The first method requires you to export and reimport your edited photos so that the screen saver software sees them as “originals.” When you export edited images to the Finder, Photos “burns” the edits into the files, making them permanent. You can then reimport those images into Photos, either deleting the ones you exported to save space and reduce confusion, or keeping them for future edits, both of which are problematic.
This approach suffers from at least the following problems:
- It will be clumsy. Although you can create a smart album that contains only edited photos for export, it will likely still collect oodles of images—nearly 7000 in my Photos library. When you reimport, consider importing into an album and applying a keyword so you can identify these images easily later.
- You’ll need significant disk space temporarily. Exporting and reimporting all those will take time and consume disk space, and unless you temporarily disable Time Machine and any online backup software like Backblaze, they could cause your backups to balloon in size as well.
- Some metadata will be lost. Although you can choose to export photo titles, captions, keywords, and locations, when exporting using File > Export > Export # Photos, you’ll lose album and project inclusions. Don’t just drag the photos to the Finder, or you’ll also lose titles, captions, and keywords.

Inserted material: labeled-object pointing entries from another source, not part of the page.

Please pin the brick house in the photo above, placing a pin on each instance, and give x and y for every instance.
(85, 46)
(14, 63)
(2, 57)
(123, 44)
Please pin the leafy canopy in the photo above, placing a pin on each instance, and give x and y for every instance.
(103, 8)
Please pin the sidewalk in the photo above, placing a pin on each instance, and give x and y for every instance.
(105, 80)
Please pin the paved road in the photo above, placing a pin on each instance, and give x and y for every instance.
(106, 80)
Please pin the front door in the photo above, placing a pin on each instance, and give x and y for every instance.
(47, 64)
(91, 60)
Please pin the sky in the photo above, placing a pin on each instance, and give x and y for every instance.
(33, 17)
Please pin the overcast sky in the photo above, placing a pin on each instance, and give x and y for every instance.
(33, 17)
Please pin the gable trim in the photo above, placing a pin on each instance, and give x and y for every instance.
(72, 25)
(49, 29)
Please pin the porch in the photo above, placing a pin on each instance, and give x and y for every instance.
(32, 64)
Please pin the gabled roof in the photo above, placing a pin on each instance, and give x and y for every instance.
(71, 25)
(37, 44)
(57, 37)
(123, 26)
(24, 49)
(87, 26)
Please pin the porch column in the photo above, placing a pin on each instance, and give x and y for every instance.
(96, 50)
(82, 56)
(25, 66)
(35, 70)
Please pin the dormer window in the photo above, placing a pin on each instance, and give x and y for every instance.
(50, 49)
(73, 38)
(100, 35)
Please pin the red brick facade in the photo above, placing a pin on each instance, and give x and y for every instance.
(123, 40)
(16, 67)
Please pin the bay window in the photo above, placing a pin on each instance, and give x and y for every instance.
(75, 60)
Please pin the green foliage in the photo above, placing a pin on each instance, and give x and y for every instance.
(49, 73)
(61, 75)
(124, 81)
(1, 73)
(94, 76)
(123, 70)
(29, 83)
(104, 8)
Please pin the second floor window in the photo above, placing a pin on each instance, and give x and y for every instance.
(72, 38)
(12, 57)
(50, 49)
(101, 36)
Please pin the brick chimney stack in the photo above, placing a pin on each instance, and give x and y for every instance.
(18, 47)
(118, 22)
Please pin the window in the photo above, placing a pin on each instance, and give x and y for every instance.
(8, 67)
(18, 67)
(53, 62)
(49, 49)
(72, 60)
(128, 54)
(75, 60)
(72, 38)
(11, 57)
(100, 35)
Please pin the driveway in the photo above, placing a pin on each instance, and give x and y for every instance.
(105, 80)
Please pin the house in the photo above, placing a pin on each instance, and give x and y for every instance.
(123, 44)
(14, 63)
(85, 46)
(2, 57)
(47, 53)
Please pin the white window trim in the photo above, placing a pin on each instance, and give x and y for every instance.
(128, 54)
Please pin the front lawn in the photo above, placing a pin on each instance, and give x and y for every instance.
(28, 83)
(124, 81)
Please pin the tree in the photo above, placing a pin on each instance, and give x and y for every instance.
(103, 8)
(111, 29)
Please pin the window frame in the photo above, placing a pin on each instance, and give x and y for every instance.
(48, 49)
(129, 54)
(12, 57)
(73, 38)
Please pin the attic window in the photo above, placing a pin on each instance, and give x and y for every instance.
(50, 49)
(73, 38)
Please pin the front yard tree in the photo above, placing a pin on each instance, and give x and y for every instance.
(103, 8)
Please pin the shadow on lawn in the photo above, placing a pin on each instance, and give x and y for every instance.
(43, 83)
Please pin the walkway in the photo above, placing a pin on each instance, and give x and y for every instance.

- The imported images may be larger. If your originals are in HEIF format, replacing them with JPEG versions will likely require more disk space. I started with a 3.2 MB original in HEIF and exported by dragging and by using the High and Maximum settings in the JPEG Quality pop-up menu. The High-quality export grew to 4.4 MB, the dragged image was 5.5 MB, and the Maximum-quality export was a whopping 12.4 MB. If you’re instead keeping the versions you exported for later editing, you could export images at the size of your screen to save space.

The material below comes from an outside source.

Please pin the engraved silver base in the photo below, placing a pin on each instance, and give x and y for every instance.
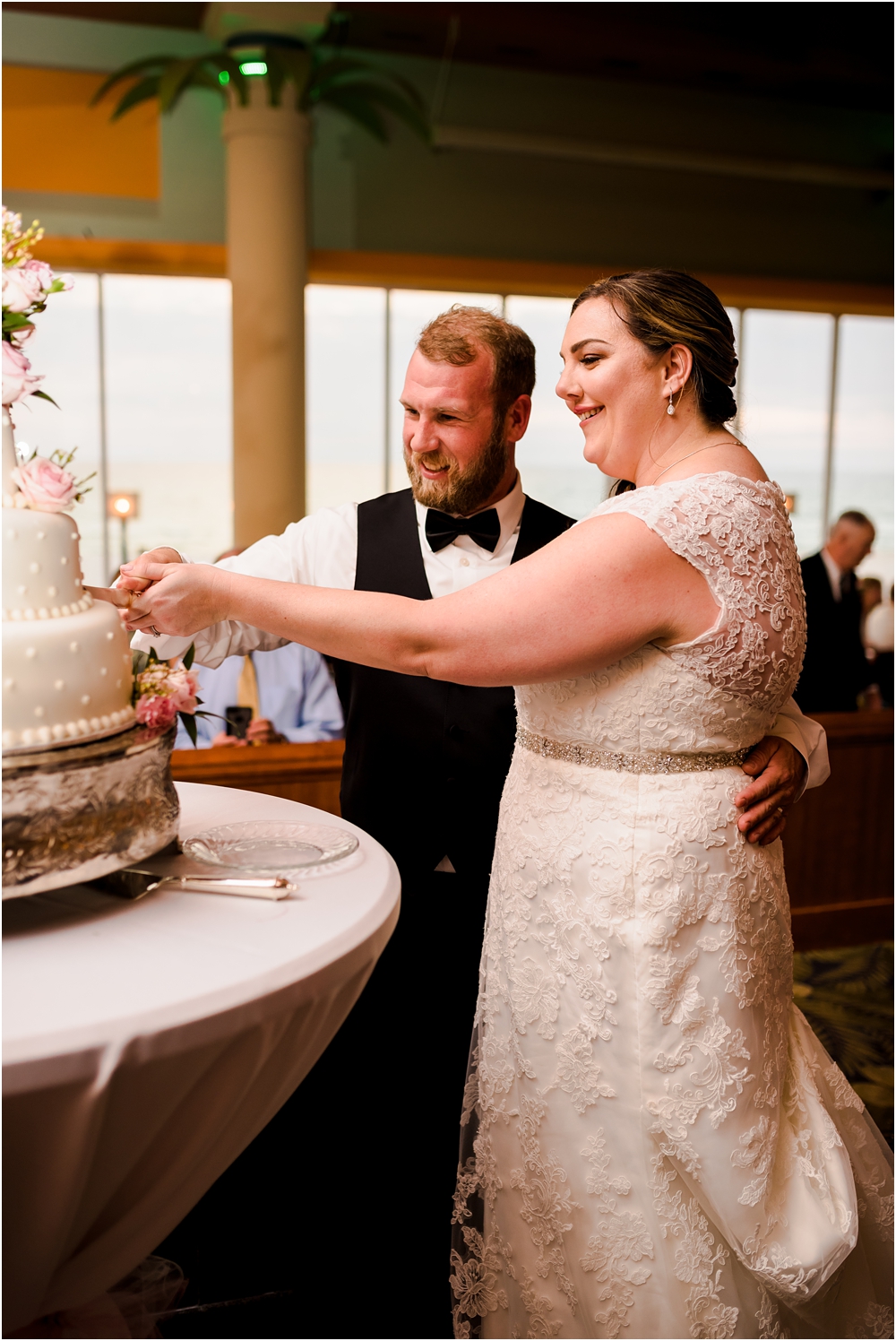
(78, 811)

- You won’t be able to revert anymore. Of course, if you’re replacing your original images with exported and reimported versions, you won’t be able to use the Revert to Original command for such photos. That may not be an issue for those that were just rotated, but you might not appreciate losing history on more complex edits.

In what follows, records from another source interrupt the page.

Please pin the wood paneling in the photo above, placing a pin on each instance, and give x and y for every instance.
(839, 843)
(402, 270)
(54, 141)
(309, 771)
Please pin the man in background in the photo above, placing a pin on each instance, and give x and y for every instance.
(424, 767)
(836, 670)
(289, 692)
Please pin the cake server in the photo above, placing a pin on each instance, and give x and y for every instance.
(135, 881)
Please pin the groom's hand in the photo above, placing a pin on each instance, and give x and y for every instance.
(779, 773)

- Duplicates could cause confusion. If you decide to export at a lower resolution to save space and keep the originals when reimporting, you’ll end up with duplicates that may confuse other aspects of your Photos use.
I’m a purist about not throwing away data that could be useful later, so I’m highly uncomfortable with this workaround. The alternative of keeping both the originals and smaller imports makes me even more concerned about wasting space and dealing with duplicates.
Second, you could export only the photos you want your screen saver to display to a folder in the Finder and then point the screen saver at that folder. Even if you export images at just the resolution of your screen and with a tighter JPEG compression level, this workaround consumes a lot of disk space as well and requires even more work to maintain the folder manually with future exports rather than relying on an easily updated album or automatically updated smart album. It’s similarly unsatisfying.
My parents will likely just be annoyed at the incorrectly rotated photos in their screen saver until Apple fixes this bug. But given how many years it has existed, I’m not holding out hope that we’ll ever see it fixed. Personally, I’ll stick with the Electric Sheep screen saver I’ve liked for years, although the rabbit hole that I got sucked down while working on the introductory paragraph reminded me of the Pure Mac Screen Savers, XScreenSaver, and Screensavers Planet collections of screen savers. There’s lots of eye candy out there.